Just 48,000 people watched the two-hour premiere of Devil’s Playground on Tuesday September 9 on Foxtel’s showcase, but with repeat screenings over the next six days the audience totaled 150,000.
“We consider that’s a very solid number,” Foxtel director of programming Ross Crowley told IF today.
Comparisons with other Australian series and miniseries screened on Foxtel in recent years are difficult because Devil’s Playground airs on the movie tier, which reaches about 56% of the platform’s subscribers. Crowley said the most recent like-for-like comparison is with the drama Tangle, which it has tripled.
A sequel to Fred Schepisi’s seminal 1976 semi-autobiographical movie The Devil’s Playground, the six-hour series stars Simon Burke as a newly-widowed Sydney psychiatrist as he’s hired by the Catholic Church to counsel troubled clergy.

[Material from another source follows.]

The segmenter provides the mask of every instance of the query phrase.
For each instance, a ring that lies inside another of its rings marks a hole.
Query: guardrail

The cast includes Jack Thompson, Don Hany, Toni Collette, Andrew McFarlane, NIDA graduate Uli Latukefu, Leon Ford and Max Cullen.
Matchbox Pictures produced the drama scripted by Blake Ayshford, Cate Shortland, Alice Addison and Tommy Murphy, directed by Rachel Ward and Tony Krawitz.
Crowley says he expects the audiences to build. “I think some people were wary, thinking it would be a hatchet job on the Catholic Church,” he says. “Now they realise it is balanced and I think it will rank as a defining Australian miniseries. It has all the nuances you would expect from Matchbox.”
One school of thought is that the show might have drawn bigger audiences had it been programmed as three, two-hour blocks. Crowley disagrees, noting it is Foxtel’s policy to screen weekly episodes after the premiere for minis of more than four hours.